L'aspetto più preoccupante, però, è la scarsità di personale dotato di competenze digitali evolute, figure come data analyst e data scientist. In media, solamene il 9% di chi opera nei reparti dedicati alla conformità digitale ha maturato queste competenze. Fatto che inevitabilmente rallenta l'adozione di tecnologie evolute come l'intelligenza artificiale, che non solo permetterebbe di migliorare la qualità e l'efficacia dei controlli, ma permetterebbe anche di potenziare le attività di prevenzione delle frodi. 

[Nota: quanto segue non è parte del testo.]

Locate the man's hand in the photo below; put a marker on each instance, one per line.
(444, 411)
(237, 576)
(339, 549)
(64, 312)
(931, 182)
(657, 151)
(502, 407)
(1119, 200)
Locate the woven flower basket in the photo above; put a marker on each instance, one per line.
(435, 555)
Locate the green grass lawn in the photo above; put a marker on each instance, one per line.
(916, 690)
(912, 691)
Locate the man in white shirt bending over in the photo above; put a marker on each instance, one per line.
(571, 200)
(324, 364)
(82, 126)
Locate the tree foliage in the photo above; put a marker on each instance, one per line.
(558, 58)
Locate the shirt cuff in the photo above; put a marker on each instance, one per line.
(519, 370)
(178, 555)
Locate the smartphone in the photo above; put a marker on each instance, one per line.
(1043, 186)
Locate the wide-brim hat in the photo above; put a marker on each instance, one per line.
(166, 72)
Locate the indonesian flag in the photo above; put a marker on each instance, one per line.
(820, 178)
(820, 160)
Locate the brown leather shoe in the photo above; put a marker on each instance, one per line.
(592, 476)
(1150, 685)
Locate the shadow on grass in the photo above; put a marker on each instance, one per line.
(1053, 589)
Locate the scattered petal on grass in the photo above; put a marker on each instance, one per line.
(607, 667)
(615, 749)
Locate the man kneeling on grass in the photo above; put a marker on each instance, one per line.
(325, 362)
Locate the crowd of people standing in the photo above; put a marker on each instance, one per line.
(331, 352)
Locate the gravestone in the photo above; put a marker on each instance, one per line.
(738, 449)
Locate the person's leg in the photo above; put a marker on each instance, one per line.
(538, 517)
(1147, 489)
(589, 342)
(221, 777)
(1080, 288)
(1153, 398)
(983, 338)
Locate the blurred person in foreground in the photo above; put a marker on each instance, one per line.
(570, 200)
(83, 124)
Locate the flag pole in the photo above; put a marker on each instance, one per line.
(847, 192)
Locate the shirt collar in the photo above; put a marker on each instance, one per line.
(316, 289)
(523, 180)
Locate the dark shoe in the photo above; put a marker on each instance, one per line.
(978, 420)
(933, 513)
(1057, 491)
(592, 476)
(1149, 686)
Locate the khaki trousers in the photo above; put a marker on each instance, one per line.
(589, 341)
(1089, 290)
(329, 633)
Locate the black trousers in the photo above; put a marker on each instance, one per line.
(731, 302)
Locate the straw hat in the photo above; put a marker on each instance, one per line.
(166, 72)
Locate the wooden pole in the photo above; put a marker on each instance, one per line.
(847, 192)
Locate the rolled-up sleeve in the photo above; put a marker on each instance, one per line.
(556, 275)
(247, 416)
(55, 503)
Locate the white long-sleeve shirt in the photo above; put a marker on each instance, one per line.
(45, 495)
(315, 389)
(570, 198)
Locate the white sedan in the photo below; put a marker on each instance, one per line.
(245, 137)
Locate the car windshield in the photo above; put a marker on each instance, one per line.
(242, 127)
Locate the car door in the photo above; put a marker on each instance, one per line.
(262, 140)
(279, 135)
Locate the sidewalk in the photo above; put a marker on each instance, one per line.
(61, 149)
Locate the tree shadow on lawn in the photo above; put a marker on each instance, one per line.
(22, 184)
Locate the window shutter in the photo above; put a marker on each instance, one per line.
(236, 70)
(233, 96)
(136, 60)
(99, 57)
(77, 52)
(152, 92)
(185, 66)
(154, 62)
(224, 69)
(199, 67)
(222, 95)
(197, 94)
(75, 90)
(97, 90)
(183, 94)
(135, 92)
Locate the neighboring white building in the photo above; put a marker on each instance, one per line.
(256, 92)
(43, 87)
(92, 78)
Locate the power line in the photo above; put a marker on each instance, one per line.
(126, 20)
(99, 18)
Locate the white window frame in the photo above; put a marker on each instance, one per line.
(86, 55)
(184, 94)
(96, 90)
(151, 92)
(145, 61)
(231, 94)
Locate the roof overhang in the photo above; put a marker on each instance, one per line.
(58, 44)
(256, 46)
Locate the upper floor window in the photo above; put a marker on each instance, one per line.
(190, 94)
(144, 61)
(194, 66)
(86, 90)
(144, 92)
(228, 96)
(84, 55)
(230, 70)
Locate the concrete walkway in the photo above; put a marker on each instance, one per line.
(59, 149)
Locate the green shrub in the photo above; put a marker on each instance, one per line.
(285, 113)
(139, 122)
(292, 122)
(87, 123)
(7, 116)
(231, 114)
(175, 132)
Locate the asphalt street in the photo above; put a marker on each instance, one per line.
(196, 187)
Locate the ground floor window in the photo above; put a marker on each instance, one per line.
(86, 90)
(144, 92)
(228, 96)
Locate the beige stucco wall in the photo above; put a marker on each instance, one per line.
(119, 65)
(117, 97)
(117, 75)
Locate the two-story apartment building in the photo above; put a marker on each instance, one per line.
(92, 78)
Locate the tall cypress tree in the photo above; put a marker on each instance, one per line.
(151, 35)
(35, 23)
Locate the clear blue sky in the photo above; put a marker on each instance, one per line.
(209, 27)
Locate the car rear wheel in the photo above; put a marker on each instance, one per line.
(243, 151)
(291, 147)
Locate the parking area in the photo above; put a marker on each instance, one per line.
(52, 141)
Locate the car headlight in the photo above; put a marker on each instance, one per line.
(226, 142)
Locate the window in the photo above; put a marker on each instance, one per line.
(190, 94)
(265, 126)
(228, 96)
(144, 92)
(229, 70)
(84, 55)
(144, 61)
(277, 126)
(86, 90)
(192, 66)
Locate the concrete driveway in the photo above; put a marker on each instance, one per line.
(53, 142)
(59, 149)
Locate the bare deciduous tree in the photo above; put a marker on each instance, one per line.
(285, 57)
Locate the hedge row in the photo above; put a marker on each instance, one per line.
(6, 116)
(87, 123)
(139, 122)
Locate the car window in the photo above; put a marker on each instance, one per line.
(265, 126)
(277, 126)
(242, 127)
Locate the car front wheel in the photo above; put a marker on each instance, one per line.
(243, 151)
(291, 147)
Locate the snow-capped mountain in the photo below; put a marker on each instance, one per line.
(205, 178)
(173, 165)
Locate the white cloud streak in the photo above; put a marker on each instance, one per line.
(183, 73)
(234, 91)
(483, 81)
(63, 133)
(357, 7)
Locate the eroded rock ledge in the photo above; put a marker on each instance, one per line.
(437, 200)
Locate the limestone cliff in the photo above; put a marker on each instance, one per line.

La colpa non è (sempre) della burocrazia

Come già sottolineato nella news dedicata al regolamento DORA, molte imprese operanti nel settore finanziario sono arrivate tardi all'appuntamento con l'entrata in vigore della norma. E, come conferma anche questo rapporto, non è solo colpa di decreti attuativi arrivati tardi o regolamenti troppo complessi. Non ci sono dubbi che la burocrazia del Vecchio Continente rappresenti spesso un ostacolo all'innovazione, oltre che un costo per le imprese, ma in questo caso è evidente come i ritardi siano dovuti anche a una certa inerzia da parte del management, che non ha investito a tempo debito in formazione e tecnologie. 

competenze compliance

Il problema non è solamente quello normativo: ritardando l'introduzione di nuove tecnologie digitali, a tutti gli effetti si rallenta anche il ritmo dell'innovazione. "Le evidenze [sic] finora raccolte, sia in termini di progetti avviati che di iniziative in corso di valutazione, fanno emergere una comprensione ancora parziale di quello che può e deve essere il vantaggio competitivo portato dal nuovo approccio e dalle nuove tecnologie”, commenta Paolo Fabris, Partner di Avantage Reply. "Da un lato infatti è indispensabile far percepire il valore aggiunto che la compliance dovrà e potrà fornire, trasformandola da centro di costo in centro di ricavo. Dall’altra parte è parimenti indispensabile che le valutazioni in merito alle nuove tecnologie legate all’IA, sia essa generativa o machine learning, siano basate su un effettivo e completo business case comprensivo dei potenziali ricavi e non focalizzato esclusivamente sui costi cessanti derivanti dalla riduzione dell’effort umano associato a una certa attività. Tale approccio infatti era sufficiente (anche se comunque parziale) nel momento in cui si valutavano soluzioni più semplici, per esempio di robotica, ma non coglie in alcun modo gli innumerevoli vantaggi che sono alla portata di mano grazie alle nuove tecnologie”.